Frequently Asked Questions

What is the Brier score?
The Brier score is a measure of how well-calibrated probabilistic predictions are. It compares the predicted probability of an outcome with whether the outcome actually happened. A perfect Brier score is 0. A worst-case score for a binary outcome is 2. Lower scores mean better calibration.
Why does Tactiq show calibration as a percentage instead of the raw Brier score?

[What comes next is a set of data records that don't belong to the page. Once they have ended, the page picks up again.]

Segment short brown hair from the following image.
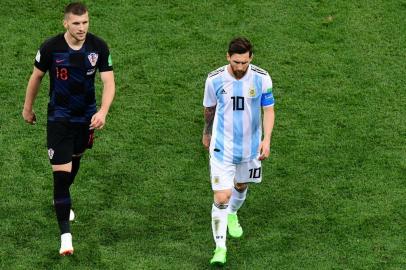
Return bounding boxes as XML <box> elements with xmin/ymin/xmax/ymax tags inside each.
<box><xmin>228</xmin><ymin>37</ymin><xmax>253</xmax><ymax>57</ymax></box>
<box><xmin>64</xmin><ymin>2</ymin><xmax>87</xmax><ymax>17</ymax></box>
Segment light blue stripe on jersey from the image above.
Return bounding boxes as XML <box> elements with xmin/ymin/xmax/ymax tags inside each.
<box><xmin>261</xmin><ymin>91</ymin><xmax>275</xmax><ymax>106</ymax></box>
<box><xmin>233</xmin><ymin>81</ymin><xmax>243</xmax><ymax>164</ymax></box>
<box><xmin>250</xmin><ymin>75</ymin><xmax>262</xmax><ymax>159</ymax></box>
<box><xmin>213</xmin><ymin>76</ymin><xmax>225</xmax><ymax>161</ymax></box>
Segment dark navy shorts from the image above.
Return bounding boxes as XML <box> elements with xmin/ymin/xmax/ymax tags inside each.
<box><xmin>47</xmin><ymin>122</ymin><xmax>94</xmax><ymax>165</ymax></box>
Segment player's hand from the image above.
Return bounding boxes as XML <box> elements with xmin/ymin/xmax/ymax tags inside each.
<box><xmin>89</xmin><ymin>111</ymin><xmax>106</xmax><ymax>129</ymax></box>
<box><xmin>202</xmin><ymin>134</ymin><xmax>211</xmax><ymax>150</ymax></box>
<box><xmin>22</xmin><ymin>109</ymin><xmax>37</xmax><ymax>125</ymax></box>
<box><xmin>258</xmin><ymin>139</ymin><xmax>271</xmax><ymax>160</ymax></box>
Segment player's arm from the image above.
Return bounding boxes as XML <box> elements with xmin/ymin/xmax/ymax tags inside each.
<box><xmin>22</xmin><ymin>67</ymin><xmax>45</xmax><ymax>124</ymax></box>
<box><xmin>202</xmin><ymin>106</ymin><xmax>216</xmax><ymax>149</ymax></box>
<box><xmin>259</xmin><ymin>106</ymin><xmax>275</xmax><ymax>160</ymax></box>
<box><xmin>90</xmin><ymin>71</ymin><xmax>116</xmax><ymax>129</ymax></box>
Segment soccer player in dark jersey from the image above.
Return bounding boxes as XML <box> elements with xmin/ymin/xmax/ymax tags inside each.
<box><xmin>22</xmin><ymin>3</ymin><xmax>115</xmax><ymax>255</ymax></box>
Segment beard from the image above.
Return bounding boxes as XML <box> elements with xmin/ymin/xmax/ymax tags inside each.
<box><xmin>233</xmin><ymin>68</ymin><xmax>248</xmax><ymax>79</ymax></box>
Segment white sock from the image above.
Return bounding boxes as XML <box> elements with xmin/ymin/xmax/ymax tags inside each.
<box><xmin>228</xmin><ymin>187</ymin><xmax>248</xmax><ymax>214</ymax></box>
<box><xmin>211</xmin><ymin>203</ymin><xmax>228</xmax><ymax>248</ymax></box>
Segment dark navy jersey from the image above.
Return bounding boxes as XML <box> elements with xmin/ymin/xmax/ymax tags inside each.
<box><xmin>35</xmin><ymin>33</ymin><xmax>113</xmax><ymax>124</ymax></box>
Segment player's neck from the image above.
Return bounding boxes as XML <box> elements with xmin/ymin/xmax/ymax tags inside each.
<box><xmin>227</xmin><ymin>64</ymin><xmax>249</xmax><ymax>81</ymax></box>
<box><xmin>63</xmin><ymin>32</ymin><xmax>85</xmax><ymax>51</ymax></box>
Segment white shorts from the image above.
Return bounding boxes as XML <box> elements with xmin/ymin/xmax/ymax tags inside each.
<box><xmin>210</xmin><ymin>157</ymin><xmax>262</xmax><ymax>190</ymax></box>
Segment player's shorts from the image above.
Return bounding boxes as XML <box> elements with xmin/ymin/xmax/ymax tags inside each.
<box><xmin>210</xmin><ymin>157</ymin><xmax>262</xmax><ymax>190</ymax></box>
<box><xmin>47</xmin><ymin>122</ymin><xmax>94</xmax><ymax>165</ymax></box>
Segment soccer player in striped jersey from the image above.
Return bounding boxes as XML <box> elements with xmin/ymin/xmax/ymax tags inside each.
<box><xmin>202</xmin><ymin>37</ymin><xmax>275</xmax><ymax>265</ymax></box>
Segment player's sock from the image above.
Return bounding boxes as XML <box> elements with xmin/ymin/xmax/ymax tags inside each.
<box><xmin>228</xmin><ymin>186</ymin><xmax>248</xmax><ymax>214</ymax></box>
<box><xmin>211</xmin><ymin>202</ymin><xmax>228</xmax><ymax>248</ymax></box>
<box><xmin>54</xmin><ymin>171</ymin><xmax>71</xmax><ymax>234</ymax></box>
<box><xmin>59</xmin><ymin>233</ymin><xmax>73</xmax><ymax>256</ymax></box>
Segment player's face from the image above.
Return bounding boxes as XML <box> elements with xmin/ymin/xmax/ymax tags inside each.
<box><xmin>227</xmin><ymin>52</ymin><xmax>252</xmax><ymax>79</ymax></box>
<box><xmin>63</xmin><ymin>12</ymin><xmax>89</xmax><ymax>41</ymax></box>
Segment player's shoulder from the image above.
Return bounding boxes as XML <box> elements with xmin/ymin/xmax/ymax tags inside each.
<box><xmin>251</xmin><ymin>64</ymin><xmax>269</xmax><ymax>76</ymax></box>
<box><xmin>207</xmin><ymin>66</ymin><xmax>226</xmax><ymax>80</ymax></box>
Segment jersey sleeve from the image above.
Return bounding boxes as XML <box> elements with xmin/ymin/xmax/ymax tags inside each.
<box><xmin>99</xmin><ymin>41</ymin><xmax>113</xmax><ymax>72</ymax></box>
<box><xmin>34</xmin><ymin>42</ymin><xmax>52</xmax><ymax>72</ymax></box>
<box><xmin>261</xmin><ymin>74</ymin><xmax>275</xmax><ymax>107</ymax></box>
<box><xmin>203</xmin><ymin>78</ymin><xmax>217</xmax><ymax>108</ymax></box>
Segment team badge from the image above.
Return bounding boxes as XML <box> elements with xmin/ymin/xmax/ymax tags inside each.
<box><xmin>248</xmin><ymin>86</ymin><xmax>256</xmax><ymax>97</ymax></box>
<box><xmin>87</xmin><ymin>53</ymin><xmax>99</xmax><ymax>67</ymax></box>
<box><xmin>48</xmin><ymin>148</ymin><xmax>55</xmax><ymax>159</ymax></box>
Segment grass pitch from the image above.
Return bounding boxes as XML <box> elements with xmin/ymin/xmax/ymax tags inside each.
<box><xmin>0</xmin><ymin>0</ymin><xmax>406</xmax><ymax>269</ymax></box>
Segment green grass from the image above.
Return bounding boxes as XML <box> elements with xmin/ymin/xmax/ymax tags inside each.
<box><xmin>0</xmin><ymin>0</ymin><xmax>406</xmax><ymax>269</ymax></box>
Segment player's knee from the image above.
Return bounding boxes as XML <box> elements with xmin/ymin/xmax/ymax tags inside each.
<box><xmin>54</xmin><ymin>171</ymin><xmax>70</xmax><ymax>198</ymax></box>
<box><xmin>214</xmin><ymin>192</ymin><xmax>230</xmax><ymax>205</ymax></box>
<box><xmin>234</xmin><ymin>183</ymin><xmax>248</xmax><ymax>192</ymax></box>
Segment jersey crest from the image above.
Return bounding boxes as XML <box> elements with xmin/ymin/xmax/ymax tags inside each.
<box><xmin>87</xmin><ymin>53</ymin><xmax>99</xmax><ymax>67</ymax></box>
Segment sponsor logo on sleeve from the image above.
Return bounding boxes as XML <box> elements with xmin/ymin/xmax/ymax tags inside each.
<box><xmin>248</xmin><ymin>86</ymin><xmax>257</xmax><ymax>97</ymax></box>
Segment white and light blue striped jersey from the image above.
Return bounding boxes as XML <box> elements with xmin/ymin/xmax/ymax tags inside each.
<box><xmin>203</xmin><ymin>64</ymin><xmax>274</xmax><ymax>164</ymax></box>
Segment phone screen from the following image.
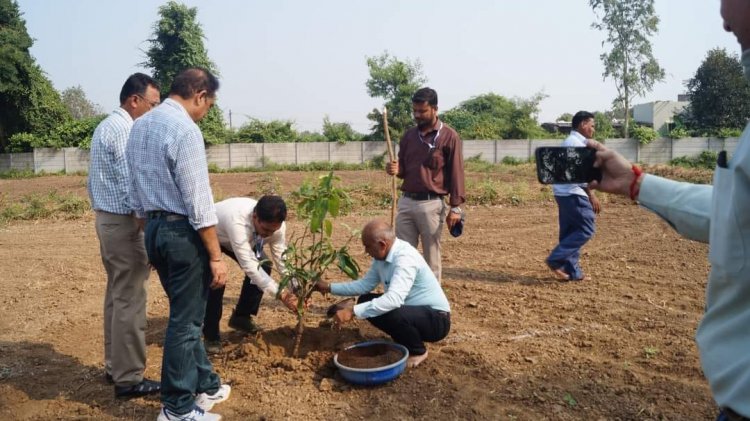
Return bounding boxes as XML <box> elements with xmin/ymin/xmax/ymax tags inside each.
<box><xmin>535</xmin><ymin>146</ymin><xmax>602</xmax><ymax>184</ymax></box>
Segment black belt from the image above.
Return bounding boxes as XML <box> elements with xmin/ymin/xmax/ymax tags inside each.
<box><xmin>721</xmin><ymin>408</ymin><xmax>748</xmax><ymax>421</ymax></box>
<box><xmin>402</xmin><ymin>191</ymin><xmax>445</xmax><ymax>200</ymax></box>
<box><xmin>146</xmin><ymin>211</ymin><xmax>187</xmax><ymax>222</ymax></box>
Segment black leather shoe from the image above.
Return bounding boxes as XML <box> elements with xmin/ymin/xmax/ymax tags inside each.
<box><xmin>227</xmin><ymin>314</ymin><xmax>262</xmax><ymax>333</ymax></box>
<box><xmin>115</xmin><ymin>379</ymin><xmax>161</xmax><ymax>399</ymax></box>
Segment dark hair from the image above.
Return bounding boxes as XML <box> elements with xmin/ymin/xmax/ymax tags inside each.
<box><xmin>120</xmin><ymin>73</ymin><xmax>159</xmax><ymax>104</ymax></box>
<box><xmin>254</xmin><ymin>195</ymin><xmax>286</xmax><ymax>222</ymax></box>
<box><xmin>169</xmin><ymin>67</ymin><xmax>219</xmax><ymax>99</ymax></box>
<box><xmin>411</xmin><ymin>88</ymin><xmax>437</xmax><ymax>107</ymax></box>
<box><xmin>572</xmin><ymin>111</ymin><xmax>594</xmax><ymax>130</ymax></box>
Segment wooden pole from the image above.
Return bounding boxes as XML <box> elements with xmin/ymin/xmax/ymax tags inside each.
<box><xmin>383</xmin><ymin>106</ymin><xmax>398</xmax><ymax>228</ymax></box>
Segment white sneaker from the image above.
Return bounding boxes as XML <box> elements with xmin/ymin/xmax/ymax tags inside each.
<box><xmin>156</xmin><ymin>406</ymin><xmax>221</xmax><ymax>421</ymax></box>
<box><xmin>195</xmin><ymin>384</ymin><xmax>232</xmax><ymax>411</ymax></box>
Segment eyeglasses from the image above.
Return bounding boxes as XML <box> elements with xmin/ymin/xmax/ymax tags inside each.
<box><xmin>135</xmin><ymin>94</ymin><xmax>161</xmax><ymax>108</ymax></box>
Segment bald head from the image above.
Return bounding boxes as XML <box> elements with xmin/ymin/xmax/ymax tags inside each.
<box><xmin>362</xmin><ymin>220</ymin><xmax>396</xmax><ymax>243</ymax></box>
<box><xmin>362</xmin><ymin>220</ymin><xmax>396</xmax><ymax>260</ymax></box>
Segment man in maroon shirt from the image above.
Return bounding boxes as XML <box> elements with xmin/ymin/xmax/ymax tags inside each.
<box><xmin>386</xmin><ymin>88</ymin><xmax>466</xmax><ymax>281</ymax></box>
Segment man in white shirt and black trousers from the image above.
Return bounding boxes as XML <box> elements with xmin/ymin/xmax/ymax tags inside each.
<box><xmin>203</xmin><ymin>195</ymin><xmax>297</xmax><ymax>354</ymax></box>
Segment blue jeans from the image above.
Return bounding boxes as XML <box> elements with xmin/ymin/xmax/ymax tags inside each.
<box><xmin>547</xmin><ymin>194</ymin><xmax>595</xmax><ymax>280</ymax></box>
<box><xmin>145</xmin><ymin>215</ymin><xmax>221</xmax><ymax>414</ymax></box>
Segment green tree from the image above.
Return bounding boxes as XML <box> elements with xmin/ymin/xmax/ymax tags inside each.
<box><xmin>365</xmin><ymin>52</ymin><xmax>427</xmax><ymax>142</ymax></box>
<box><xmin>61</xmin><ymin>85</ymin><xmax>104</xmax><ymax>120</ymax></box>
<box><xmin>440</xmin><ymin>93</ymin><xmax>548</xmax><ymax>140</ymax></box>
<box><xmin>323</xmin><ymin>116</ymin><xmax>364</xmax><ymax>143</ymax></box>
<box><xmin>0</xmin><ymin>0</ymin><xmax>70</xmax><ymax>151</ymax></box>
<box><xmin>592</xmin><ymin>111</ymin><xmax>617</xmax><ymax>140</ymax></box>
<box><xmin>284</xmin><ymin>172</ymin><xmax>359</xmax><ymax>356</ymax></box>
<box><xmin>686</xmin><ymin>48</ymin><xmax>750</xmax><ymax>134</ymax></box>
<box><xmin>142</xmin><ymin>1</ymin><xmax>227</xmax><ymax>143</ymax></box>
<box><xmin>589</xmin><ymin>0</ymin><xmax>664</xmax><ymax>137</ymax></box>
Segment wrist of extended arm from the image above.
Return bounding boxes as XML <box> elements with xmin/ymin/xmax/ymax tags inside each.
<box><xmin>628</xmin><ymin>164</ymin><xmax>643</xmax><ymax>200</ymax></box>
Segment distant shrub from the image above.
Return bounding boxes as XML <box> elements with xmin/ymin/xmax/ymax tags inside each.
<box><xmin>669</xmin><ymin>151</ymin><xmax>719</xmax><ymax>170</ymax></box>
<box><xmin>716</xmin><ymin>127</ymin><xmax>742</xmax><ymax>139</ymax></box>
<box><xmin>500</xmin><ymin>156</ymin><xmax>526</xmax><ymax>165</ymax></box>
<box><xmin>669</xmin><ymin>126</ymin><xmax>690</xmax><ymax>139</ymax></box>
<box><xmin>630</xmin><ymin>126</ymin><xmax>659</xmax><ymax>145</ymax></box>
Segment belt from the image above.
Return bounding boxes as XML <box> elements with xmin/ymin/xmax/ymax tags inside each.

Raw Brier scores between 0.20 and 0.70 do not communicate intuitively. Most fans read 'lower is better' as counterintuitive. Tactiq reverse-maps the Brier score to a 0 to 100 percent calibration score, where 100 means perfect calibration and 0 means random guessing. The reverse-mapping uses the formula round((1 - brier / 2) * 100), clamped to 0 to 100.
How is calibration different from accuracy?
Accuracy asks whether the prediction was right. Calibration asks whether the predicted probability matched reality. If you predict 60 percent home win 100 times and the home side wins 60 of them, you are perfectly calibrated even though 40 of your predictions were 'wrong'. Calibration is the deeper measure of probabilistic skill.
Why does Tactiq require 10 decided analyses before showing a calibration score?
With fewer than 10 decided fixtures, the Brier score swings sharply between matches. A single lopsided wrong call can move the score by 0.10 or more. The 10-match threshold gives a stable estimate. Below 10, Tactiq shows a 'not enough decided analyses yet' state instead.
What calibration percentage should I aim for?
The four tiers in Tactiq are: 85 percent and above (very good), 75 to 84 percent (good), 65 to 74 percent (average), under 65 percent (needs work). Most users land in the 75 to 84 percent range after 50 plus decided fixtures. Above 85 percent is genuinely strong calibration and is unusual.
Does the calibration score include simulator outputs?
No. The calibration score is computed only on base analyses, not on simulator outputs that depend on user-provided overrides. Including overrides would conflate model calibration with the user's judgment about the override inputs.